Cambodia's Prime Minister Hun Sen
President of the Cambodian People's Party (CPP) and Cambodia's Prime Minister Hun Sen attends a campaign on final day in Phnom Penh, Cambodia, July 27, 2018.REUTERS/Samrang Pring

Polls closed in Cambodia's contentious national election on Sunday with rights groups saying the vote was neither free nor fair in the absence of any significant challenger to Prime Minister Hun Sen and voter intimidation.

The National Election Commission (NEC) said in a document sent after polls closed that voter turnout was 70.41 percent nationwide.
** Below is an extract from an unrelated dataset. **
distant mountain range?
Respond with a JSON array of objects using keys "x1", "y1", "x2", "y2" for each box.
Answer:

However, scenes on the ground in the capital Phnom Penh painted a different picture. At a polling station near the river, election workers outnumbered voters and a slow trickle of people arrived throughout the day. Another polling station at a school was quiet with a handful of voters casting their ballot in the mid-afternoon heat.
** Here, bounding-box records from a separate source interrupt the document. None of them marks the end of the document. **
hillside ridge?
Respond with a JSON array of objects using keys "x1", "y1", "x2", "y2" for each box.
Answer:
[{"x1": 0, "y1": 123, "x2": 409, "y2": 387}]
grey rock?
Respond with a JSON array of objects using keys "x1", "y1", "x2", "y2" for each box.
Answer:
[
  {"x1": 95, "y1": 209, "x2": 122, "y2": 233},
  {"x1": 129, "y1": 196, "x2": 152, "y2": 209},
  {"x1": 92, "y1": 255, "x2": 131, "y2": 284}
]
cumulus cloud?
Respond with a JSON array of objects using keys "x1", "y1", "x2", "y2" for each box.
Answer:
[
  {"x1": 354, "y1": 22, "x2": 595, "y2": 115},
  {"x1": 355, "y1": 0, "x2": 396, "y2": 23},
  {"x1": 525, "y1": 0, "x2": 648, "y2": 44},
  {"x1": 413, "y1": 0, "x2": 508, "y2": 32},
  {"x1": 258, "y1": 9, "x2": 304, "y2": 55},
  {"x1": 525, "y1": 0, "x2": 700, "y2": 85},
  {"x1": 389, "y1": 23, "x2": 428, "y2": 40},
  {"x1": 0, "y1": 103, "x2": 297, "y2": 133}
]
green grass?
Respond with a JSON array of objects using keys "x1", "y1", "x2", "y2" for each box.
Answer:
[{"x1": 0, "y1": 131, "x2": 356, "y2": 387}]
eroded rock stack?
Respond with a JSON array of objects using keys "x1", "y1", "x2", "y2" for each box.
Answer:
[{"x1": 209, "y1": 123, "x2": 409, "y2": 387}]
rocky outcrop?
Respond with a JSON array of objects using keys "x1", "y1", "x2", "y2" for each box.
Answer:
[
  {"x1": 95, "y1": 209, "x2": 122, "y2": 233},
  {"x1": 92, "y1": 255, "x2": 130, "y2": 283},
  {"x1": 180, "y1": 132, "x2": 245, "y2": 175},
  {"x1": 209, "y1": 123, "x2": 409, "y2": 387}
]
One Dutch tourist visiting Cambodia on holiday said he did not realise it was election day. "Is it election day? I didn't know. Seems very quiet, like a normal Sunday," said the tourist, who declined to be identified to protect his privacy.

Critics say the election is a backward step for democracy in Cambodia, marred by intimidation by the ruling Cambodian People's Party (CPP) and the dissolution last year of the main opposition Cambodian National Rescue Party (CNRP) and the jailing of its leader, Kem Sokha, on treason charges.

ASEAN Parliamentarians for Human Rights (APHR) said in a statement that the vote took place in a "highly repressive political environment".

Hun Sen, a former Khmer Rouge commander who defected from Pol Pot's murderous regime, has ruled Cambodia for more than 30 years and is the world's longest-serving prime minister.

An election worker hangs a banner outside a classroom at a school in Phnom Penh
An election worker hangs a banner which reads "Polling Station" outside a classroom at a school in Phnom Penh, Cambodia, July 28, 2018.REUTERS/Darren Whiteside

Phil Robertson, deputy director of Human Rights Watch's Asia Division, told Reuters in an e-mail that many voters grudgingly went to the polls out of fear. Authorities have warned that anyone boycotting the vote will be seen as a "traitor."

One voter at a polling station by the river at Preap Sisowath Quay in Phnom Penh said not voting was "too much trouble". "I did not want to vote but I did vote," said the man, who asked not to be identified.

CPP is banking on a high voter turn-out to bestow a veneer of legitimacy on the election. Some 8 million people are registered to vote. Nearly 70 percent cast their ballot during the last general election in 2013.

Nineteen political parties ran against Hun Sen's ruling CPP, but none are strongly critical of the government. The opposition CNRP, appealing to younger voters and those seeking change, narrowly lost the last general election in 2013.

The 2018 election is the country's sixth since 1993 when it emerged from decades of war, including the 1975-1979 Khmer Rouge regime which is blamed for the deaths of 1.7 million people. The National Election Committee will announce preliminary results at around 6 pm local time. Official results are expected in mid-August.